Create a no nonsense business card inviting people to a free trial class or week. Feel free to send staff out to nearby supermarkets and hand out the VIP passes to drive more traffic to your gym or facility.

3. Week Free Passes 

Hand out this pass to all new members to give to friends. This then leads us to a referral program…

4. Referral Program

Create a referral program where your current members get rewarded for referring others to your club or facility.

5. Two, Four, Six, Eight, and 10-week Calls 

Follow-up with people who have tried out your facility. A reminder of their time spent there will lead to a lot more conversion and give potential customers a sense that you already care about them.

6. Buddy Weeks 

Begin a “bring a buddy” program where your members are encouraged to bring a friend to try out your club or facility. This will also offer great support for your referral program.

7. Any Kind of Community Marketing 

Exhibit and attend local fairs, events, and tournaments. You’ll find a diverse market of people you can expose your business to while supporting other local businesses.

8. Anyone Who Asks You to Advertise or Donate 

If a local organization is doing a fundraiser, instead of taking an ad out in the local journal, give them passes to distribute at their event. Your cost will be minimal and the activity is guaranteed to get someone through the doors to experience your gym or facility.
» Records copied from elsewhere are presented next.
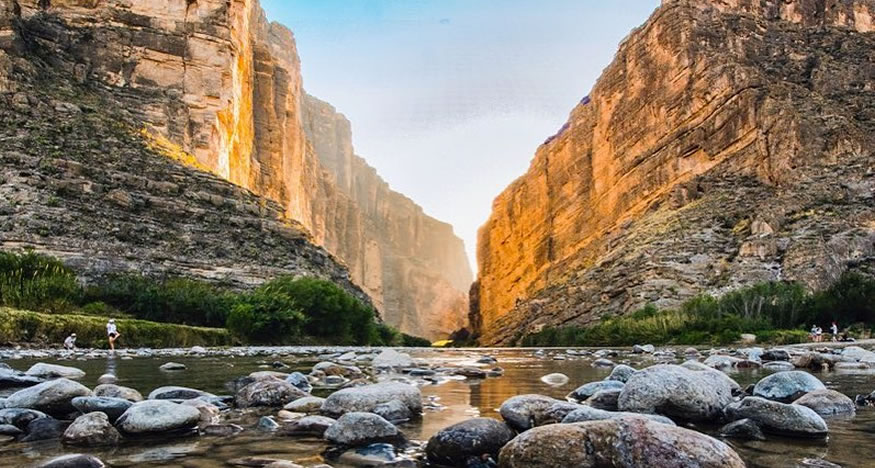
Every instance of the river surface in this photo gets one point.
(851, 442)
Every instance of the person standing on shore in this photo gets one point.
(112, 333)
(70, 342)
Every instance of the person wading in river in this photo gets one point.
(112, 333)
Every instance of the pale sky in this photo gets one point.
(449, 99)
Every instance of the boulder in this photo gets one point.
(779, 418)
(474, 438)
(587, 390)
(787, 386)
(54, 371)
(177, 393)
(90, 430)
(356, 429)
(117, 391)
(392, 359)
(742, 429)
(524, 412)
(676, 392)
(586, 413)
(828, 403)
(44, 429)
(621, 373)
(367, 397)
(54, 397)
(156, 417)
(112, 407)
(269, 392)
(305, 405)
(75, 460)
(622, 442)
(20, 417)
(308, 425)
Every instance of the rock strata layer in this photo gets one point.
(218, 87)
(729, 143)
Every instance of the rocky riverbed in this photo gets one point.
(351, 407)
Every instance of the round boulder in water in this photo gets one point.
(474, 438)
(787, 386)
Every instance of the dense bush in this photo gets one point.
(32, 281)
(266, 316)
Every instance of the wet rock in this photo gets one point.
(354, 429)
(221, 430)
(587, 390)
(172, 366)
(676, 392)
(605, 399)
(620, 442)
(92, 429)
(267, 424)
(586, 413)
(555, 380)
(156, 417)
(456, 444)
(308, 425)
(53, 397)
(775, 355)
(392, 359)
(44, 429)
(54, 371)
(366, 398)
(117, 391)
(787, 386)
(393, 411)
(305, 405)
(269, 392)
(20, 417)
(523, 412)
(621, 373)
(112, 407)
(73, 461)
(827, 403)
(779, 418)
(742, 429)
(300, 381)
(13, 379)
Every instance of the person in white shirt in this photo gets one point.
(70, 342)
(112, 333)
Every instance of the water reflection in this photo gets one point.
(851, 442)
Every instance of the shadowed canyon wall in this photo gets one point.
(216, 80)
(729, 142)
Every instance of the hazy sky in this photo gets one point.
(449, 99)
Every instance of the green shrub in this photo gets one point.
(32, 281)
(266, 316)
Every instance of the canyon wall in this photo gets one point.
(729, 142)
(215, 80)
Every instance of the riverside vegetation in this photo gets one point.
(45, 302)
(776, 312)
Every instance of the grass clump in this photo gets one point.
(776, 312)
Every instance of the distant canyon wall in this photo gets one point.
(219, 81)
(729, 142)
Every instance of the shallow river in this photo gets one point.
(851, 443)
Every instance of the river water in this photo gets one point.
(851, 443)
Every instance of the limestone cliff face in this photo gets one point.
(729, 142)
(412, 265)
(218, 81)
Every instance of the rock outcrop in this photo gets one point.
(729, 142)
(218, 87)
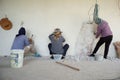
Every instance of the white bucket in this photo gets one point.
(98, 57)
(17, 58)
(57, 56)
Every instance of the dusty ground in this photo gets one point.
(46, 69)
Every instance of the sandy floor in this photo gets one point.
(46, 69)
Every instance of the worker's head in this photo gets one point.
(22, 31)
(98, 20)
(57, 32)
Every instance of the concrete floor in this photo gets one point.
(46, 69)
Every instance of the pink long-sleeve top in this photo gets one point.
(103, 29)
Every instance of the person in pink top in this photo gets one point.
(105, 33)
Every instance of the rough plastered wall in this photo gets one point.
(86, 41)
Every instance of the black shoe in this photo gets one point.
(92, 55)
(52, 57)
(62, 57)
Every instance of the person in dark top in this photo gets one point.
(56, 46)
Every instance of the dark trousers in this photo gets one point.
(107, 40)
(65, 47)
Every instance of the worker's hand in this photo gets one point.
(30, 40)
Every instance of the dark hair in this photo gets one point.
(21, 31)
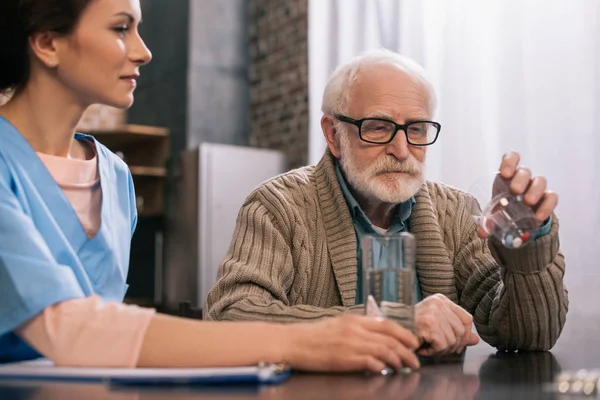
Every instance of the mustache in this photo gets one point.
(387, 165)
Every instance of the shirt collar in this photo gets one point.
(403, 210)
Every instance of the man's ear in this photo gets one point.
(330, 132)
(43, 46)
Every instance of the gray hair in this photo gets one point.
(337, 91)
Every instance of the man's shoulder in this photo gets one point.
(296, 182)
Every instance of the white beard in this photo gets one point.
(372, 182)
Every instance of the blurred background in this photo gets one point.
(236, 85)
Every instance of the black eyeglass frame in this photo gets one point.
(404, 128)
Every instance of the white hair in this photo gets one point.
(337, 91)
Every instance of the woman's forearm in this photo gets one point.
(178, 342)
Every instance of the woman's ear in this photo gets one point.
(43, 46)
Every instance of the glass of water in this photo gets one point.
(389, 277)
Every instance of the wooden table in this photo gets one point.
(483, 374)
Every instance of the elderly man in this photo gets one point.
(295, 252)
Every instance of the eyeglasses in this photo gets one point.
(383, 131)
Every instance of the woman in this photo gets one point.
(67, 213)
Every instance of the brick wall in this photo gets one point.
(279, 77)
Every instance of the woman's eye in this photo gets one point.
(121, 29)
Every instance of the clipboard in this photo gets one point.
(45, 370)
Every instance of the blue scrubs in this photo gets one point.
(45, 254)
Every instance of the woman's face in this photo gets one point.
(99, 61)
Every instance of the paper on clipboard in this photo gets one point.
(46, 370)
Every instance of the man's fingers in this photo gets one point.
(509, 164)
(547, 207)
(473, 339)
(536, 190)
(521, 180)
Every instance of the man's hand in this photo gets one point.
(444, 327)
(521, 181)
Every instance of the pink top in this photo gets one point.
(86, 332)
(80, 181)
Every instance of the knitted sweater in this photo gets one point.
(293, 258)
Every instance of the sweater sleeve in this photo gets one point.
(88, 332)
(517, 296)
(257, 273)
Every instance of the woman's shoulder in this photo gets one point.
(106, 156)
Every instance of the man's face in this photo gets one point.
(391, 172)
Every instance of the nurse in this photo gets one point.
(67, 214)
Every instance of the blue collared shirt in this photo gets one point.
(363, 226)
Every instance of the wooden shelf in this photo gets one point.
(148, 171)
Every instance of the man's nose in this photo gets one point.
(398, 147)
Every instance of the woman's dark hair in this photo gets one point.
(19, 19)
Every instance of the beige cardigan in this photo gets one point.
(293, 258)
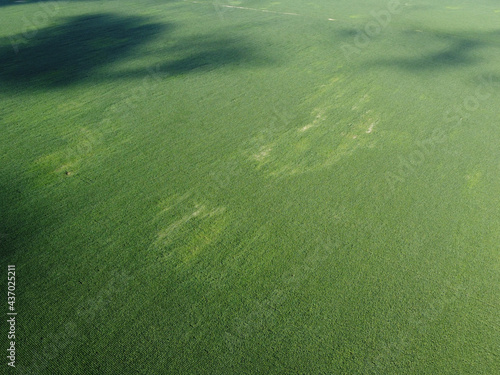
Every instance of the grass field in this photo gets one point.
(251, 187)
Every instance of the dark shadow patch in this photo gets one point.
(65, 54)
(462, 51)
(202, 54)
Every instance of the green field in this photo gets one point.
(251, 187)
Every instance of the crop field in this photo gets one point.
(250, 187)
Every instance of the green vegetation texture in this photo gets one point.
(251, 187)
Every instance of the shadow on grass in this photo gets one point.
(65, 54)
(462, 51)
(59, 56)
(202, 54)
(25, 2)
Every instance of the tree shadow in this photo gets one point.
(26, 2)
(59, 56)
(462, 51)
(65, 54)
(202, 54)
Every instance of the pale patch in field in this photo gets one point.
(191, 226)
(319, 118)
(370, 129)
(264, 152)
(473, 179)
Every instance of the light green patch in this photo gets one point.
(474, 179)
(187, 227)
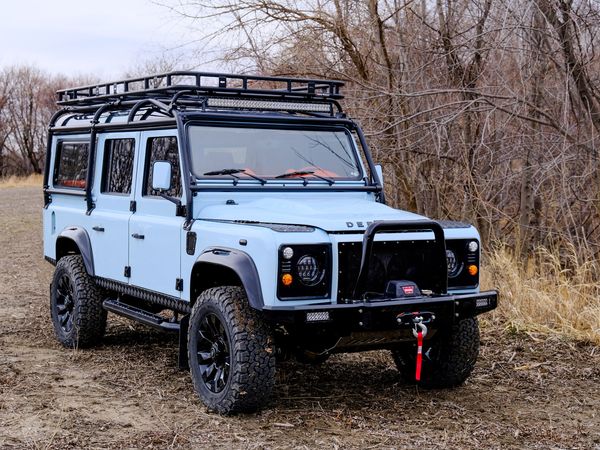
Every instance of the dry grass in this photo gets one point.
(14, 181)
(544, 296)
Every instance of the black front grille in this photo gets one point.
(390, 260)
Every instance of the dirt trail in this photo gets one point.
(526, 392)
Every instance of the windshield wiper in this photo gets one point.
(300, 173)
(233, 172)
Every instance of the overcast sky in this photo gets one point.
(104, 38)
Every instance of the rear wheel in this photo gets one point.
(76, 304)
(231, 352)
(448, 359)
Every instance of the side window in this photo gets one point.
(118, 166)
(163, 149)
(70, 166)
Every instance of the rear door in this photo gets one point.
(155, 230)
(114, 190)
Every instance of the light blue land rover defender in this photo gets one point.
(246, 214)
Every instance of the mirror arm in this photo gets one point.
(171, 199)
(180, 210)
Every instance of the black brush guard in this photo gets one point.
(363, 315)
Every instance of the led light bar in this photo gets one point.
(268, 105)
(318, 316)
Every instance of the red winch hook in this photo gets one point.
(419, 332)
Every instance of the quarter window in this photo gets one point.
(118, 166)
(70, 168)
(163, 149)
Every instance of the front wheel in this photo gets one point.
(231, 352)
(448, 359)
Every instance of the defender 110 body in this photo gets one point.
(251, 209)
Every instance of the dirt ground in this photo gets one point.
(526, 392)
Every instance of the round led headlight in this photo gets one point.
(288, 252)
(452, 263)
(473, 246)
(309, 271)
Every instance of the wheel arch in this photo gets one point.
(75, 240)
(226, 266)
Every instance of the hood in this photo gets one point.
(339, 214)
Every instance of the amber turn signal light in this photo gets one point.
(286, 279)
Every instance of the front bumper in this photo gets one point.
(382, 315)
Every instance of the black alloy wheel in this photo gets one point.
(231, 352)
(65, 303)
(214, 356)
(76, 304)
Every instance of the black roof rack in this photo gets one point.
(182, 84)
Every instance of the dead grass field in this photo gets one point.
(533, 390)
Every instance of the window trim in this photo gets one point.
(277, 126)
(57, 152)
(104, 172)
(148, 148)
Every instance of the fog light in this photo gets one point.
(482, 302)
(309, 271)
(286, 279)
(288, 252)
(320, 316)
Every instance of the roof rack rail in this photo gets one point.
(187, 83)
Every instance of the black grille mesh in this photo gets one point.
(391, 260)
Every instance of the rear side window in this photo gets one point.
(163, 149)
(118, 166)
(70, 168)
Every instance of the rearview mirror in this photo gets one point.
(379, 171)
(161, 176)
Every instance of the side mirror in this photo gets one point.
(379, 171)
(161, 176)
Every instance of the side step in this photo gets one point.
(139, 315)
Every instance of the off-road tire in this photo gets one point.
(88, 318)
(448, 359)
(251, 373)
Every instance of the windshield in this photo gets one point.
(273, 153)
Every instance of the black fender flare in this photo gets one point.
(82, 240)
(242, 264)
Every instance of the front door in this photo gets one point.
(154, 229)
(109, 221)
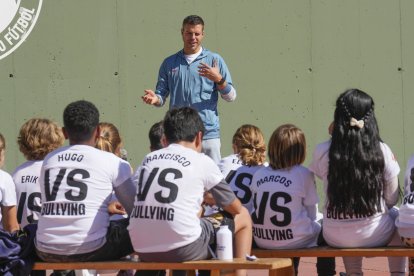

9. Meet with Larger Businesses 

Offer to give businesses with many employees a free membership of your choice (whether it’s one month or three months). Let management know the value of the free memberships and let the owner sell it. The owner will be giving the memberships as a gift from him or herself. The owner benefits from the employees’ good will and you benefit from new leads.

10. Quality Control 

The goal must always be to create unbelievable motivation about your business. A happy client is someone who will continually stay with you, spend money, and be a raving fan. Given the opportunity, a happy client will talk about you continuously. That client will refer you every chance he or she gets. See “The Building Blocks of Customer Loyalty” post on how to keep your customers happy.

Seamlessly combining these elements into your marketing plan is the most important thing you can do in order to maximize marketing efforts. One of these components alone will not work without the others. It’s a good idea to spend some time thinking about how to use the marketing channels and resources you have at your disposal and how they will help grow your business.